The rule-book says that if you employ 20 or more people, you need to register with the EPFO (Employee's Provident Fund Organization) and make a monthly contribution. The registration process is a straight-foward on paper, but takes some effort, official & unofficial fees to get it done - there are several ESI/PF/Labour law consultants in each city available who can help you. A regular accountant will not be able to handle this process easily as it involves extensive networking and work with local government offices. Most accountants have a partner who is a ESI/PF/Labour law specialist. Getting the registration done takes about 2 months, involves submission of several documents related to your company/ directors/ proprietors/ partners etc., and will cost you about 25K-30K totally including all fees. This amount may vary based on the location, how old your company is and how long you have delayed getting the registration done. The rule-book says that you need to register in the month when you employ 20 people or more. PF registration is a one-way street. Even if your employee size reduces after the registration, you will need to comply with PF regulations and make monthly contributions.

The amount payable is two fold - an employee contribution of 12% of the respective employee's salary (Basic + DA) and an equivalent employer contribution plus an small additional amount for EPF related insurance (EDLI - employee disability & life insurance).
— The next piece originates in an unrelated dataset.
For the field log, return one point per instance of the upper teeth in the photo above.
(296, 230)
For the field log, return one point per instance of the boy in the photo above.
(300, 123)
If an employee's basic salary +DA (Dearness allownace) is INR 6,500 or below, then making a PF contribution is mandatory. If the basic + DA is more than 6,500, then the employee has an option to opt out of PF. Please note that this 6,500 limit has now been proposed to be increased to 15,000 (the bill has been passed by the Modi government, but the PF department has not yet issued an notice - so at this time the 6,500 rule still holds, but is set to be changed very soon). The above limit increase is very significant for the restaurant business since the bulk of the staff employed in this industry will be in the 8-10K salary range currently. With the 6,500 limit, it was possible to exclude several of the employees from PF, thus reducing the financial burden on both the employer and the employee side.

In practice, employers typically deduct the employee contribution from the employee's salary and the employer's contribution is additional. i.e. If an employee's negotiated salary is 8,000 and he/she opts for PF, then the contributions would be made as follows:

Gross Salary: 8,000
Basic + DA: 6,500
Employee contribution to PF: 12% of 6,500 = 780
Employer Contribution to PF: 12% of 6,500 = 780
Salary payable to employee: 8,000 - 780 = 7,220
Additional PF amount payable by employer: 780

Note: There are additional deductions for ESI etc. I have restricted the deductions only to illustrate the PF contributions. The real salary payable to the employee would include other deductions.

So technically the employee's salary is 8,780 and not 8,000. This industry is not yet fully used to the CTC model widely adopted. i.e. at the time of joining, the employee would be told that his/her salary is 8,780 and both the contributions deducted from this amount. This is the model adopted by the larger players - Dominos, Pizza Hut, McDonald's etc. The larger players also typically do not provide an option for employees to opt out of PF - i.e. it is mandatory.